I'm currently developing a robotics simulator from scratch (python+raylib) and, due to lack of game dev experience I went "full OOP" on it. A SceneObject with a lot of inherited interfaces (e.g. Collidable, Movable etc.). These are inherited and fixed at run time.
The main loop inevitably became:
for scene_object in sim.scene_objects:
scene_object.update(...)
for scene_object in sim.scene_objects:
scene_object.draw(...)
Well, it turns out that this can become a bottleneck if you have many scene objects because computers love contiguous memory for caching, physics/math vectorization and so on.Having recently learned more about ECS[1,2], I started doing a bunch of experiments in a sandbox with turning the update() function into ECS. The idea is that the data is stored in columnar numpy arrays (components) + a lot of data structure optimizations for querying scene objects and fast access e.g.

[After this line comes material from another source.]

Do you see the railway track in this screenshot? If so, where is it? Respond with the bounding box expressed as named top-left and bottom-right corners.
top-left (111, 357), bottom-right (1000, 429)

qr = scene.query(HasMotion, HasPosition) # query result acting like a np array of (N, ...) shape
qr.position += ... # operate like numpy / vectorized
In any case, the standalone library only needs python and numpy. Raylib is only for rendering, but the raw data structures don't need it.I'd love some feedback on it, e.g. what is it missing or what are gotchas I'll find out later on during the simulator development.
As an anecdote: I used Claude as an 'engineering manager', I wrote the code myself, it did the code review, tasks management and tests (super useful for corner cases).